Another feature of Delyea’s home also speaks to his creative calling: the Brazos River, which flows not far from the property. “The Spanish named it Brazos de Dios, the arms of God. And I feel like I live in God’s arms,” he says. Indeed, Delyea’s works, though mostly secular in their style and decoration, nonetheless express a deeply spiritual connection to his materials, the forms into which he shapes them, and their purposes. “When I build furniture, I say prayers all the time, trying to figure out what I want to make. I just talk to God and ask him to show me a way. Then, all of a sudden, it’ll come to me,” he says.
The resulting furniture could well be called divinely inspired. Take the desk he calls Teewinot, which is the Shoshone word for “many pinnacles” and describes the tribe’s ancestral homelands in the Teton Mountains. Primarily made of black walnut, it features a marquetry top of intricate decorative inlays depicting the glory of those mountains before daybreak, fashioned from a wide assortment of woods including cherry, Australian walnut, North American holly, Makassar ebony, and African wenge; a purple-dyed poplar sky; and a moon of mappa burl. Inside the single drawer, he added a marquetry design of the Western meadowlark, Wyoming’s state bird. Delyea showed the table this past September at the Western Design Conference in Jackson, Wyoming, where it won Exhibitor’s Choice and then Best of Show. “When they called my name out that second time, I almost fainted right there on the spot,” he says.
Such marks of distinction might speak to a successful lifetime of work for the 68-year-old artisan. Yet, in fact, furniture is Delyea’s second career. For 37 years, the Arizona native worked for the Santa Fe Railroad and then, after a 1995 merger, the Burlington Northern Santa Fe, rising to superintendent of network operations.
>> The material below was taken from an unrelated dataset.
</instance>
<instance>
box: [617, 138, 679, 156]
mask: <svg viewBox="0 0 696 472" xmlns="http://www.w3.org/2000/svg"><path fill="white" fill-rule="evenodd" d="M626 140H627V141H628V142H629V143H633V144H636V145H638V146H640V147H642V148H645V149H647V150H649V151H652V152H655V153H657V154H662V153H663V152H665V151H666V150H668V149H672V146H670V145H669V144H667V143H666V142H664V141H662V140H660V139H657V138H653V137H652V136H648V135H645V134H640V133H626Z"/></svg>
Over that time, his love of woodworking progressed from simple pine boxes and picnic tables to more intricate projects. “When we moved to Texas in ’97, I set up in a bay of our garage, and then built a separate shop in 2005,” he says. Along the way, he took classes from such master woodworkers as Frank Strazza and marquetry master Paul Schürch. “I took to marquetry like a duck to water,” Delyea says.
Artistic skill plus faith have added up to a powerfully winning combination for the woodworker. “I try to put meaning into everything I do,” he attests. “If there’s no meaning, then you never really enjoy it. And if you don’t, how can anyone else?”
Delyea’s furniture will be exhibited in the annual Texas Furniture Makers’ Show at the Kerr Arts & Cultural Center in Kerrville, Texas, through December 17; and in the Master Woodworking Artist of the Year exhibit from March 7 to May 8, 2022, at the Forest Heritage Center Museum in Beavers Bend State Park, Oklahoma.